You can confidently say (and stick to) your “no.” You can express your feelings and tell others about the types of behavior that make you upset or uncomfortable.
6) You’re independent
Now this may be tricky, as some may think that having a big family means you’ll have many people you can depend on for help when you need it most.
While that’s true to an extent, we also have to look at the other side of the coin. In a large family, parents may not always be able to give the individual attention that each child needs.
If you grew up in a big family, you understand the real meaning of responsibility.
At an early age, you may have learned to cook, pack your own meals, prepare for school, and fend for yourself.
If you’re an older sibling, you may have also been asked to handle more responsibilities around the house, including taking care of the young ones.
7) You value teamwork
Picture this: If anyone wants to play any game, your family will always have two full-sized teams ready to compete in your backyard.
That’s the thing with a large family, you don’t get to choose your siblings but you’ll always get the experience of having to work together.
And this teamwork goes beyond practicing sportsmanship.
Whether it’s participating in family or community activities, completing household chores together, or facing one problem after the other, it’s all about collaboration and compromise.
This brings me to my next point….
8) You have strong social skills
This goes back to our point about how growing up in a big family enables you to be more accepting of people’s differences.
Being around so many people gives you plenty of opportunities to sharpen your social skills.
You know how to navigate awkward social situations and you can interact well with different personalities.
From your interactions with your parents and your siblings, you’ve learned the values of respect, sharing, and solidarity.
9) You’re a good communicator
If you grew up with so many siblings, you know the importance of being heard and understood.
You know what it feels like to cut through the noise and to let the other person speak.
Imagine the countless times you’ve had to talk to different family members about your wants, needs, goals, and problems.
Plus, the many times you’ve had to pay attention to all the verbal and non-verbal cues to really understand what your brother or sister is saying.
It’s your active listening skills that have helped you handle all those tough conversations and arguments.
10) You have strong leadership skills
I think that in every family, whether big or small, there’s always someone who takes on the role of the leader.
Older siblings may probably relate to this the most.

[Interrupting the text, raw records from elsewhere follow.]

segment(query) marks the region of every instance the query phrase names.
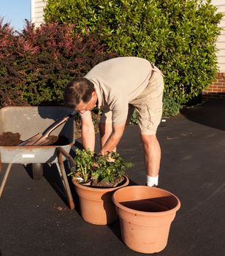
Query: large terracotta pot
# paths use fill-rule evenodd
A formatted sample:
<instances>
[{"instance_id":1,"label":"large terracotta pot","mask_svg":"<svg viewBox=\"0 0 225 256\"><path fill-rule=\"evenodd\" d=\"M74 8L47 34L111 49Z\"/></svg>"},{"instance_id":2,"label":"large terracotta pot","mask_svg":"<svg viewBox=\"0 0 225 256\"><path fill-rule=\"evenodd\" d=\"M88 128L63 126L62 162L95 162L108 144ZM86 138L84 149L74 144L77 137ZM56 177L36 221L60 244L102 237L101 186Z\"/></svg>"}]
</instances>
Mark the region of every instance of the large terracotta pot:
<instances>
[{"instance_id":1,"label":"large terracotta pot","mask_svg":"<svg viewBox=\"0 0 225 256\"><path fill-rule=\"evenodd\" d=\"M91 187L81 185L72 179L79 197L81 216L86 222L104 225L118 219L112 195L114 191L129 184L128 178L124 178L121 185L113 188Z\"/></svg>"},{"instance_id":2,"label":"large terracotta pot","mask_svg":"<svg viewBox=\"0 0 225 256\"><path fill-rule=\"evenodd\" d=\"M142 253L163 250L170 224L180 207L179 199L168 191L147 186L131 186L113 195L120 218L123 242Z\"/></svg>"}]
</instances>

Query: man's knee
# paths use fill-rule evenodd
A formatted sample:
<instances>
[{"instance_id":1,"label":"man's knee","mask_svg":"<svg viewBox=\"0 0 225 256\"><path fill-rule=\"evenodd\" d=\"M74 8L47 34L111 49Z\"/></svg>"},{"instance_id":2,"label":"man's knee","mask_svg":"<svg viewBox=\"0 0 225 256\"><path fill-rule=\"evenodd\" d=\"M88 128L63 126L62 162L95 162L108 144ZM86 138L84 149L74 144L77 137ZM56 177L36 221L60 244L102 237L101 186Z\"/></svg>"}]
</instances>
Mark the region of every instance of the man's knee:
<instances>
[{"instance_id":1,"label":"man's knee","mask_svg":"<svg viewBox=\"0 0 225 256\"><path fill-rule=\"evenodd\" d=\"M156 141L158 141L156 134L153 135L140 135L141 140L144 144L151 144Z\"/></svg>"}]
</instances>

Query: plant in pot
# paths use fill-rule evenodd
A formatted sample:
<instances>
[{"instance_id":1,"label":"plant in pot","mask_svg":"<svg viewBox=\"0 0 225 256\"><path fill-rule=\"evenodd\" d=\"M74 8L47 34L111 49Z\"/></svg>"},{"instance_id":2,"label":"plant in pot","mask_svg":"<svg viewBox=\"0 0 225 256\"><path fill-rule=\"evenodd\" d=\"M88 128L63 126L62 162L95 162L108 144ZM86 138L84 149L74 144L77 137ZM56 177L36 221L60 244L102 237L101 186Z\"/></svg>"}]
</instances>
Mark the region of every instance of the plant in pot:
<instances>
[{"instance_id":1,"label":"plant in pot","mask_svg":"<svg viewBox=\"0 0 225 256\"><path fill-rule=\"evenodd\" d=\"M118 218L112 195L129 184L125 174L132 166L116 152L97 155L87 149L76 149L75 171L69 173L79 197L80 213L88 222L107 225Z\"/></svg>"}]
</instances>

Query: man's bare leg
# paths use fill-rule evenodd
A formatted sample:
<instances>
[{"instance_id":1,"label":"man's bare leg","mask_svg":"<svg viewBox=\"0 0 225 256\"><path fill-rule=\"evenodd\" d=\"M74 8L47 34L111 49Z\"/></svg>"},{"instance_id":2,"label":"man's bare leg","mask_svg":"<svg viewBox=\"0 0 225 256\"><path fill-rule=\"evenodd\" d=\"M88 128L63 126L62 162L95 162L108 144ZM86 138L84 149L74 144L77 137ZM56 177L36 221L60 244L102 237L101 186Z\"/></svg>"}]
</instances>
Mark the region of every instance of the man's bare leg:
<instances>
[{"instance_id":1,"label":"man's bare leg","mask_svg":"<svg viewBox=\"0 0 225 256\"><path fill-rule=\"evenodd\" d=\"M159 176L161 148L156 135L141 135L143 144L145 160L146 166L146 174L149 177L156 177ZM157 184L158 185L158 180Z\"/></svg>"}]
</instances>

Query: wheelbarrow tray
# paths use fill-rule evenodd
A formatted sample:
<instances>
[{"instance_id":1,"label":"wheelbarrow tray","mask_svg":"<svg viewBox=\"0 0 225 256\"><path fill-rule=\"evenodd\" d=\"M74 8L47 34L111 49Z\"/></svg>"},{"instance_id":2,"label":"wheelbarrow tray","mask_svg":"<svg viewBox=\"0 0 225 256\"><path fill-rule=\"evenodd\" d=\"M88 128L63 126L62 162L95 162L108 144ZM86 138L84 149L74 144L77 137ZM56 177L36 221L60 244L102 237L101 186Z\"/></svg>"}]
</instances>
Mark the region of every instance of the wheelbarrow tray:
<instances>
[{"instance_id":1,"label":"wheelbarrow tray","mask_svg":"<svg viewBox=\"0 0 225 256\"><path fill-rule=\"evenodd\" d=\"M18 132L26 140L42 132L58 118L69 114L71 110L63 106L6 107L0 109L0 134ZM60 146L69 152L75 143L75 122L74 118L57 127L51 135L65 136L69 144ZM59 146L0 146L3 163L54 163L57 162L56 148Z\"/></svg>"}]
</instances>

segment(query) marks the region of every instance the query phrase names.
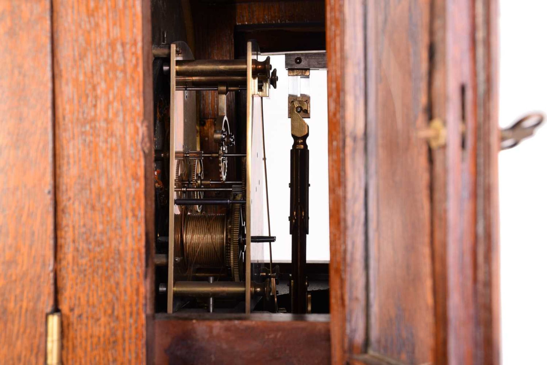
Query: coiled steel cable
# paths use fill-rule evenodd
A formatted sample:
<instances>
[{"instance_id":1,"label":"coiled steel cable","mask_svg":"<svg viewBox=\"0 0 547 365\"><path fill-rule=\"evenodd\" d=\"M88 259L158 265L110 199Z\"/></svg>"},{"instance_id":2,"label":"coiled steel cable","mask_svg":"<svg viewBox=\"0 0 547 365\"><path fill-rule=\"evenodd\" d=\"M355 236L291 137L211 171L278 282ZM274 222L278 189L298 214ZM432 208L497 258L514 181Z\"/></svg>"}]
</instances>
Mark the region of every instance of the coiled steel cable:
<instances>
[{"instance_id":1,"label":"coiled steel cable","mask_svg":"<svg viewBox=\"0 0 547 365\"><path fill-rule=\"evenodd\" d=\"M224 214L190 214L184 217L184 259L189 268L224 266L226 225Z\"/></svg>"}]
</instances>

If this is you, then you’re most likely to:
- Be the responsible one and look after your younger siblings
- Feel protective over your younger siblings in a way you don’t feel over anyone else
- Be the boss of a task
- Motivate and inspire your younger siblings.
11) You’re a peacemaker
Growing up in a big family teaches you a lot about conflict resolution. Siblings inevitably get in a fight.

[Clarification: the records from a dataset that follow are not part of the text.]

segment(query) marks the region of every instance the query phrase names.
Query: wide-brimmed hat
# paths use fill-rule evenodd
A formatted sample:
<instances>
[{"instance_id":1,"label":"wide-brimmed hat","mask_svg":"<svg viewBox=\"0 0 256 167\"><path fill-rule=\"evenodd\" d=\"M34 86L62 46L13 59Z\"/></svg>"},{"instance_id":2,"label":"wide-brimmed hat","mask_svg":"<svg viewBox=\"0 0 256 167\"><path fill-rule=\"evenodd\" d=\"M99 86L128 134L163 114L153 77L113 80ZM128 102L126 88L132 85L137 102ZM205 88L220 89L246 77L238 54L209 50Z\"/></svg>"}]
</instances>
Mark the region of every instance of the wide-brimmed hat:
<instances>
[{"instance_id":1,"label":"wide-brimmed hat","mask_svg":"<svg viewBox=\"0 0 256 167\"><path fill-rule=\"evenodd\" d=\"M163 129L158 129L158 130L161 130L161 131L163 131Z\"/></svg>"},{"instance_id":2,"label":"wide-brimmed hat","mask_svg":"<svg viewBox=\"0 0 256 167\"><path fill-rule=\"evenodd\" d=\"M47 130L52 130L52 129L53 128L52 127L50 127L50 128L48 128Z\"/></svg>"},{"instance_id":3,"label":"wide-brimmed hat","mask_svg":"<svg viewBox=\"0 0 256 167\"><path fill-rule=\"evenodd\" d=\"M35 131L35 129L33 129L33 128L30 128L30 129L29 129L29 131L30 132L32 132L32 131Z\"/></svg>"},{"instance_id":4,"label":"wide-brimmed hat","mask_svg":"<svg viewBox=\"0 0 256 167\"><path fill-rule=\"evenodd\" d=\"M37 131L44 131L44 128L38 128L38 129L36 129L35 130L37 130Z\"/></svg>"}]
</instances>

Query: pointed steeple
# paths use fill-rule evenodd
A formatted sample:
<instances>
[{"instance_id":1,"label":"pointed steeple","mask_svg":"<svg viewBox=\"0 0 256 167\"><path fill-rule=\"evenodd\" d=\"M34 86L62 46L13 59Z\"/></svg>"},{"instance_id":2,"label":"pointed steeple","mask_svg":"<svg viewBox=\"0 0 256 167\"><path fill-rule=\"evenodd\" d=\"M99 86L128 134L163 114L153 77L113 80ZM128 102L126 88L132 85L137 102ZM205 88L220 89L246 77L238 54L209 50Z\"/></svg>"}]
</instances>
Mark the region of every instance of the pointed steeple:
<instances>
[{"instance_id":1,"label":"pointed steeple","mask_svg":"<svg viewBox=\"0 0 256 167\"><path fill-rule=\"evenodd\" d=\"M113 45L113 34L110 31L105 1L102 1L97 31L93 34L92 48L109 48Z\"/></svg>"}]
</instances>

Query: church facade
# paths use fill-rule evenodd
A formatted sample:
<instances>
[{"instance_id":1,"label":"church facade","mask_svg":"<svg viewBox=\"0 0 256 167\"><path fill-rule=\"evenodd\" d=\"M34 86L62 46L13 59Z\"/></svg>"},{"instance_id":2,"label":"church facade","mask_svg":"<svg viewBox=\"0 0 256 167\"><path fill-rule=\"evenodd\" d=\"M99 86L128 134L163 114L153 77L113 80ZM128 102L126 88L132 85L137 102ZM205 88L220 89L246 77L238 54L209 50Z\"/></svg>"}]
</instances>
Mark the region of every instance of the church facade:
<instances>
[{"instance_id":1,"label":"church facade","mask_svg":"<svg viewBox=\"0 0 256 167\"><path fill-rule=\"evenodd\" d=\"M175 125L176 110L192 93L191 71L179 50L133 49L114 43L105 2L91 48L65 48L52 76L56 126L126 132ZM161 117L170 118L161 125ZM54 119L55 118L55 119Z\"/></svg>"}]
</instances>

You may always have disagreements with that intimidating brother or demanding sister.
All these experiences have allowed you to learn how to diffuse escalating tensions and work out conflicts. You’re more adept at being sensitive to the other person’s needs and feelings.
You know that forgiveness and moving forward are all crucial to maintaining strong family ties.
12) You’re empathetic
I think emotional intelligence is one of the most significant skills you’ll learn as part of a big family. It’s that one thing you’ll take with you no matter what you go through in life.

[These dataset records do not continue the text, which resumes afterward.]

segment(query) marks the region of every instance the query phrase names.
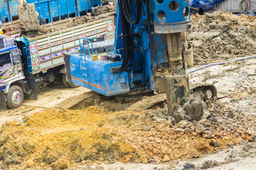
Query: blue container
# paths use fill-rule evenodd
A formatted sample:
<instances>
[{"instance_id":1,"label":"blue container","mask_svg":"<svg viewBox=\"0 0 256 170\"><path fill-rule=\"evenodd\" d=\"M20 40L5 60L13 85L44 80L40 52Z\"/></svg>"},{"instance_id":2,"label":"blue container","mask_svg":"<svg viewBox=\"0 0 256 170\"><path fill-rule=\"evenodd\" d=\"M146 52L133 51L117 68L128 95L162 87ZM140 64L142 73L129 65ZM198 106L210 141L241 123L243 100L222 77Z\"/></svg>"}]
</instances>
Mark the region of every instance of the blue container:
<instances>
[{"instance_id":1,"label":"blue container","mask_svg":"<svg viewBox=\"0 0 256 170\"><path fill-rule=\"evenodd\" d=\"M15 0L0 0L0 19L3 23L18 18L18 1Z\"/></svg>"},{"instance_id":2,"label":"blue container","mask_svg":"<svg viewBox=\"0 0 256 170\"><path fill-rule=\"evenodd\" d=\"M34 3L41 24L66 18L85 15L92 7L100 5L100 0L26 0ZM19 18L17 0L0 0L0 19L3 23Z\"/></svg>"}]
</instances>

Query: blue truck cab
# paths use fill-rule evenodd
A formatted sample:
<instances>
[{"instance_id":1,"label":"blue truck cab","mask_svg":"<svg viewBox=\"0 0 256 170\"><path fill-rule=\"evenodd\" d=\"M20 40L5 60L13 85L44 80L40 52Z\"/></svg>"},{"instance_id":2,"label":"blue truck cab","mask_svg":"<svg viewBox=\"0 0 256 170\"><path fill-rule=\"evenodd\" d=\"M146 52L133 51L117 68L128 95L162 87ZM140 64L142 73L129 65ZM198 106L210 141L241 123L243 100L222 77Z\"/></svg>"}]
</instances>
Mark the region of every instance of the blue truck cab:
<instances>
[{"instance_id":1,"label":"blue truck cab","mask_svg":"<svg viewBox=\"0 0 256 170\"><path fill-rule=\"evenodd\" d=\"M36 99L36 89L33 88L35 78L29 73L28 56L20 50L22 46L20 39L0 36L0 110L6 110L6 105L10 108L19 107L24 95Z\"/></svg>"}]
</instances>

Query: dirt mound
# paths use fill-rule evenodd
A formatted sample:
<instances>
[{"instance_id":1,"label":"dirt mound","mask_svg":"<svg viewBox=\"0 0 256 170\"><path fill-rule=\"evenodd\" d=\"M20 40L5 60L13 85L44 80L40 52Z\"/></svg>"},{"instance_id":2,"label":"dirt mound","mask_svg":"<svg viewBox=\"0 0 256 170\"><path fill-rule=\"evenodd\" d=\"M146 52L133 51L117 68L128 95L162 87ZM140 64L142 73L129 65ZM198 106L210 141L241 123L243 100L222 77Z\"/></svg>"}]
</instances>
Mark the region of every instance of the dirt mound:
<instances>
[{"instance_id":1,"label":"dirt mound","mask_svg":"<svg viewBox=\"0 0 256 170\"><path fill-rule=\"evenodd\" d=\"M170 127L166 106L143 111L52 110L1 129L0 167L60 169L78 163L152 163L199 157L253 141L256 120L212 104L199 121Z\"/></svg>"},{"instance_id":2,"label":"dirt mound","mask_svg":"<svg viewBox=\"0 0 256 170\"><path fill-rule=\"evenodd\" d=\"M18 5L19 18L20 29L24 31L38 30L40 27L38 13L34 4Z\"/></svg>"},{"instance_id":3,"label":"dirt mound","mask_svg":"<svg viewBox=\"0 0 256 170\"><path fill-rule=\"evenodd\" d=\"M92 15L98 16L104 13L115 11L115 7L111 6L110 5L92 7Z\"/></svg>"},{"instance_id":4,"label":"dirt mound","mask_svg":"<svg viewBox=\"0 0 256 170\"><path fill-rule=\"evenodd\" d=\"M256 53L256 17L223 11L193 15L188 40L193 45L195 65Z\"/></svg>"}]
</instances>

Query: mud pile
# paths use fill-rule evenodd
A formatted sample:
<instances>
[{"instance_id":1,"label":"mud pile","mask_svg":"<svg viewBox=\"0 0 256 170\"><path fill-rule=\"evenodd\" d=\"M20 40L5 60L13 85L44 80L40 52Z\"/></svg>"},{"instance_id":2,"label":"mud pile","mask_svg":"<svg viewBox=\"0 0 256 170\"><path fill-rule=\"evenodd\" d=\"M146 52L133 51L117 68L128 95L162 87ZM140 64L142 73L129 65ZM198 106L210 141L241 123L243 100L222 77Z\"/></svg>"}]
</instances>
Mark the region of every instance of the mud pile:
<instances>
[{"instance_id":1,"label":"mud pile","mask_svg":"<svg viewBox=\"0 0 256 170\"><path fill-rule=\"evenodd\" d=\"M197 121L181 120L172 127L166 106L143 111L106 112L91 106L37 113L25 117L22 123L15 120L2 126L0 168L167 162L255 139L253 117L221 103L207 106Z\"/></svg>"},{"instance_id":2,"label":"mud pile","mask_svg":"<svg viewBox=\"0 0 256 170\"><path fill-rule=\"evenodd\" d=\"M188 40L193 45L195 65L256 53L256 17L223 11L193 15Z\"/></svg>"},{"instance_id":3,"label":"mud pile","mask_svg":"<svg viewBox=\"0 0 256 170\"><path fill-rule=\"evenodd\" d=\"M115 11L115 10L116 10L115 8L110 5L93 7L92 8L92 15L98 16L106 13Z\"/></svg>"},{"instance_id":4,"label":"mud pile","mask_svg":"<svg viewBox=\"0 0 256 170\"><path fill-rule=\"evenodd\" d=\"M38 13L34 4L22 4L18 5L19 18L20 29L24 31L39 29Z\"/></svg>"}]
</instances>

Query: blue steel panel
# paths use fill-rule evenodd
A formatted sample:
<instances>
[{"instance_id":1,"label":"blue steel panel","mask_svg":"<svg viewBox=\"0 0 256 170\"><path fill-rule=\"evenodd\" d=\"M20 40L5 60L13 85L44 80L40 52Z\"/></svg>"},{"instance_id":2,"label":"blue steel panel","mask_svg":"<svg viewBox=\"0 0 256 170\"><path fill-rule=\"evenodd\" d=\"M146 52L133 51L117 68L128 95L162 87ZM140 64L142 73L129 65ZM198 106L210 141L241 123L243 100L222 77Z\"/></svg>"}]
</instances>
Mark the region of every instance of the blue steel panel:
<instances>
[{"instance_id":1,"label":"blue steel panel","mask_svg":"<svg viewBox=\"0 0 256 170\"><path fill-rule=\"evenodd\" d=\"M11 17L18 15L18 1L12 0L9 1L9 8Z\"/></svg>"},{"instance_id":2,"label":"blue steel panel","mask_svg":"<svg viewBox=\"0 0 256 170\"><path fill-rule=\"evenodd\" d=\"M51 17L52 18L55 17L59 17L60 15L57 0L49 1L49 4L50 6ZM51 19L51 20L52 20L52 19Z\"/></svg>"},{"instance_id":3,"label":"blue steel panel","mask_svg":"<svg viewBox=\"0 0 256 170\"><path fill-rule=\"evenodd\" d=\"M86 57L84 69L79 54L70 56L70 72L72 83L83 86L106 96L129 92L128 73L111 73L110 68L120 66L122 62L93 61Z\"/></svg>"},{"instance_id":4,"label":"blue steel panel","mask_svg":"<svg viewBox=\"0 0 256 170\"><path fill-rule=\"evenodd\" d=\"M188 7L189 10L188 0L163 0L161 3L158 3L157 0L153 0L152 1L154 6L154 18L155 23L162 24L173 24L187 21L190 19L190 11L188 17L185 17L183 15L183 10L186 7ZM177 2L179 4L178 9L175 11L171 10L169 7L170 3L172 1ZM163 18L158 17L157 12L160 10L163 10L165 13L165 17Z\"/></svg>"},{"instance_id":5,"label":"blue steel panel","mask_svg":"<svg viewBox=\"0 0 256 170\"><path fill-rule=\"evenodd\" d=\"M76 0L67 0L68 4L68 10L69 13L75 13L76 17L77 17L77 14L76 12Z\"/></svg>"},{"instance_id":6,"label":"blue steel panel","mask_svg":"<svg viewBox=\"0 0 256 170\"><path fill-rule=\"evenodd\" d=\"M86 10L86 6L85 6L85 1L86 1L86 0L77 0L79 11L85 11Z\"/></svg>"},{"instance_id":7,"label":"blue steel panel","mask_svg":"<svg viewBox=\"0 0 256 170\"><path fill-rule=\"evenodd\" d=\"M4 0L0 0L0 13L1 20L2 18L8 18L8 21L10 21L7 1Z\"/></svg>"},{"instance_id":8,"label":"blue steel panel","mask_svg":"<svg viewBox=\"0 0 256 170\"><path fill-rule=\"evenodd\" d=\"M68 13L68 8L67 6L67 0L58 0L58 3L59 3L60 6L60 15L64 15Z\"/></svg>"}]
</instances>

You see, if you grew up in a big family, you’ll agree that a big chunk of your day has to do with regulating emotions.
You can’t show love, affection, and kindness to your parents and your siblings if you don’t know how to value feelings.
As someone who has a big family, you’ve learned how to identify, understand, and manage your own emotions and validate the emotions of others.
For example, you may have become more nurturing and empathetic to younger siblings who are insecure or needs guidance.
Even if there is fighting, you know how to talk through your feelings and be compassionate.
At the end of the day, you know that your big family teaches you about loving and being loved.